Moreover, FIG. 2 illustrates one embodiment in which state information 41-43 is illustrated 
as respective data blocks within primary control unit 20, standby control unit 22, and 
interface component 12 respectively. One skilled in the art will recognize that that state 
information 41-43 may be divided and separately maintained within the plurality of primary 
processes, the plurality of corresponding standby processes and the plurality of 
corresponding client processes, respectively, rather than the single blocks of data of FIG. 2 
while operating according to principles of the present invention. 

[0046] Because router 21 may possess a plurality of interface components 12, primary 
control unit 20, and its corresponding primary process 32, may perform a state data update 
process for each of the plurality of interface components.
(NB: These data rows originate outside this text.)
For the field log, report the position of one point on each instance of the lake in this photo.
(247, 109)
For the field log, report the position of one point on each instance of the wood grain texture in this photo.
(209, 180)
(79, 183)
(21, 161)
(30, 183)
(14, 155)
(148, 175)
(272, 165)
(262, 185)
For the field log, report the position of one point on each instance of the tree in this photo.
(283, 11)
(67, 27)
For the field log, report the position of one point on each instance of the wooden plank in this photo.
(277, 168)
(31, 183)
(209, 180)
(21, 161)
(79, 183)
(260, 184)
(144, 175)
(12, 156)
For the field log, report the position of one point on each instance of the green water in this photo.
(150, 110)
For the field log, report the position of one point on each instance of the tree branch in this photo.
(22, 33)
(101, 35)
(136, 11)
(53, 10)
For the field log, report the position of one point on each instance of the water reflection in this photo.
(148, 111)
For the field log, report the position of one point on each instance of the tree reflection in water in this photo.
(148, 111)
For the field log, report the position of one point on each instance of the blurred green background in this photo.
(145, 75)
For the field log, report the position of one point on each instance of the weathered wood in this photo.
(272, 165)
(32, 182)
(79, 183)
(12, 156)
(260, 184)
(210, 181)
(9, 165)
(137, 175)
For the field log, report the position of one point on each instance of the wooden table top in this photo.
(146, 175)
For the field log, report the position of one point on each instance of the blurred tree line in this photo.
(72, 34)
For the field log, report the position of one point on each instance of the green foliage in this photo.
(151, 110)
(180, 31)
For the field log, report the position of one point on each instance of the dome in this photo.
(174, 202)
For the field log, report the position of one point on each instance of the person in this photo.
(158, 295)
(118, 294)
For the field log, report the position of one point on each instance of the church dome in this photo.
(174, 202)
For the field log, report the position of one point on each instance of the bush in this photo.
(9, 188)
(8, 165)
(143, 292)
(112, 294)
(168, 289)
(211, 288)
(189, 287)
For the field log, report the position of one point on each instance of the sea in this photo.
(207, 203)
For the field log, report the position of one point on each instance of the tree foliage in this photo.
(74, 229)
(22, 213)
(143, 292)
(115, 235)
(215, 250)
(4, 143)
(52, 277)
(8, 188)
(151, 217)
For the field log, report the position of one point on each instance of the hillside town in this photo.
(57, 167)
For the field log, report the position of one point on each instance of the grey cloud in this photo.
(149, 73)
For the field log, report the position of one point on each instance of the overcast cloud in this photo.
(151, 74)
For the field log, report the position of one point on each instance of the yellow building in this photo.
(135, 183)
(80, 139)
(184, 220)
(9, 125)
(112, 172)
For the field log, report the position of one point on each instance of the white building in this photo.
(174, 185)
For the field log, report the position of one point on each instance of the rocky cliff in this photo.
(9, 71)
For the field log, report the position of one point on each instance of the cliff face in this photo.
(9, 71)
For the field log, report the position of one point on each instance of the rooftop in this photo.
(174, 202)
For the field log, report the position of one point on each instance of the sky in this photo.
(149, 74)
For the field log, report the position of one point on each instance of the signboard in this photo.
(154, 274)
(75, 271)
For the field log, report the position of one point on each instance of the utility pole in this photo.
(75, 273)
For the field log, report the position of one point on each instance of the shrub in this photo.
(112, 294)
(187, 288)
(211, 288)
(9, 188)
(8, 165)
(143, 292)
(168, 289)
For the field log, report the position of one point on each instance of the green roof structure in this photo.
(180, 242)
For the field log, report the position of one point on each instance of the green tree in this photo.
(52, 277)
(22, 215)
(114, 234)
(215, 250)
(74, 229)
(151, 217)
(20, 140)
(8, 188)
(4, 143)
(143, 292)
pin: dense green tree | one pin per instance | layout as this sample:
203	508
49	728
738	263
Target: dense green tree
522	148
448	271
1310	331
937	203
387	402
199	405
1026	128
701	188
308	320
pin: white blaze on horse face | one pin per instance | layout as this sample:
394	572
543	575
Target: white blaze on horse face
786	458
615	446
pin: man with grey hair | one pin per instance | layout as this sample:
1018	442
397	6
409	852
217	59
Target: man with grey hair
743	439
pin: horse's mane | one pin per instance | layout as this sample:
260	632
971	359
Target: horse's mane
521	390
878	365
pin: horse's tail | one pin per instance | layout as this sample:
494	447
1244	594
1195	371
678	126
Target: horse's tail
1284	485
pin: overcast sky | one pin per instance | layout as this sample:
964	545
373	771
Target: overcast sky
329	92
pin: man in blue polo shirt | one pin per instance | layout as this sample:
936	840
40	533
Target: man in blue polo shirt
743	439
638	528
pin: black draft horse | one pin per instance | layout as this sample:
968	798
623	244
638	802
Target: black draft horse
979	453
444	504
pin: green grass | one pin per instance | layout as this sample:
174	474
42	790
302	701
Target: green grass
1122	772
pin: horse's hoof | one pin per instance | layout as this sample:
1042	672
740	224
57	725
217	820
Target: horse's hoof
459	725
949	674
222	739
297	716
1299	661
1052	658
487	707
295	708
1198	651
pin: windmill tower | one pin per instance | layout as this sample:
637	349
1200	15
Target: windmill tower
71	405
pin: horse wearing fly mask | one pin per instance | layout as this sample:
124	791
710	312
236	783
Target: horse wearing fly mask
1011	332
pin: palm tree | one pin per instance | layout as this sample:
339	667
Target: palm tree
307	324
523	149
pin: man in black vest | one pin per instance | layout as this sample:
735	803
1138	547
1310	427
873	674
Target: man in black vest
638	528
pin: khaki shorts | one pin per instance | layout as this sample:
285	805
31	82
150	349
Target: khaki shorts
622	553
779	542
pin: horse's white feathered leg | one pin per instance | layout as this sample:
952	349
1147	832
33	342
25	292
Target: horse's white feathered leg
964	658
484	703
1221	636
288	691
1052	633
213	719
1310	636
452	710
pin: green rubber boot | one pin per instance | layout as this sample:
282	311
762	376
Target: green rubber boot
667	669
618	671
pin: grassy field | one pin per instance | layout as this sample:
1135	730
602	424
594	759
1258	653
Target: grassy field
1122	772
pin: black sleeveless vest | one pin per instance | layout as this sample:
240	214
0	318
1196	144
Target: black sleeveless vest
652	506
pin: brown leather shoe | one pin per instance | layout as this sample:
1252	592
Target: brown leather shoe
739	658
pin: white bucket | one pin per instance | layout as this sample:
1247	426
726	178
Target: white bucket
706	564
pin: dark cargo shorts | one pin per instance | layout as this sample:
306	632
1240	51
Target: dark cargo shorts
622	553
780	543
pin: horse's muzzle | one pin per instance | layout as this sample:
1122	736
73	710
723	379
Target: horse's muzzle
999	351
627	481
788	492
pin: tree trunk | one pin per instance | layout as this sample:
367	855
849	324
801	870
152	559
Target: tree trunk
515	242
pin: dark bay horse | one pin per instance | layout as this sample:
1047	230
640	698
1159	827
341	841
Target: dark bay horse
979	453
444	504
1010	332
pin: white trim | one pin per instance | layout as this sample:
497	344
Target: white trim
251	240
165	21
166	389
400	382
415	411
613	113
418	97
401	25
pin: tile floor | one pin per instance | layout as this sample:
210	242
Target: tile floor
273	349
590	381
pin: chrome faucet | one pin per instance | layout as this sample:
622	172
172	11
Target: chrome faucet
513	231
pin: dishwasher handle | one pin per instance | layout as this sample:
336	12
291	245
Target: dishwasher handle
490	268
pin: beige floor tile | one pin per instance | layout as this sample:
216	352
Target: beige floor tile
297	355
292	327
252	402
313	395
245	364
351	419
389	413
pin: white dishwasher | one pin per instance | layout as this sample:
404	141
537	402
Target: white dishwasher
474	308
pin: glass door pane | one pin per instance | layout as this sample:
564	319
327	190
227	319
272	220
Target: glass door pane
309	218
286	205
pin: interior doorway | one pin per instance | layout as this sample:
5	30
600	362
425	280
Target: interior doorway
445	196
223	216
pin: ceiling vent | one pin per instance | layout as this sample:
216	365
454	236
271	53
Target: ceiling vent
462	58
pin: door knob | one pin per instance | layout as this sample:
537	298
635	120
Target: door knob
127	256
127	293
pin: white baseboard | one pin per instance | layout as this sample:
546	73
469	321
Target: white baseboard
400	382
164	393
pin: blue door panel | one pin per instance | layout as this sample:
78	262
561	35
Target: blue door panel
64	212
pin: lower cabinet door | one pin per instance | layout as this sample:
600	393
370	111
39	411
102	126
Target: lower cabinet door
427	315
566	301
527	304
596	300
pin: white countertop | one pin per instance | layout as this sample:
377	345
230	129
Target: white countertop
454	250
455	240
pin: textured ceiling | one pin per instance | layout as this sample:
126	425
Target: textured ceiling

More specifically, each of the 
plurality of interface components 12 is treated as a separate component that possesses an 
independent set of state information 43. As such, primary control unit 20 separately 
maintains and updates state information 43A-43C within respective interface units 12A-12C. 
When primary control unit 20 synchronizes its state information 41 with standby control unit 
22, the state information 43 for the individual processes on each of the plurality of interface 
components 12 is similarly maintained within state information 42 in standby control unit 22. 

[0047] In general, primary control unit 20, standby control unit 22 and interface components 
12 exchange messages to maintain and synchronize state information 41-43. In particular, 
the messages include a first state data update message 21 1, a second state data update 
message 212, first acknowledgement message 213, and a second acknowledgement message 
214. Primary control unit 20 transmits first state date update message 21 1 to standby control 
unit 22 via the communications channel between the primary process and the standby 
process. Standby control unit 22 receives and stores first state data update message 211 
within a pending message queue 215 for subsequent processing.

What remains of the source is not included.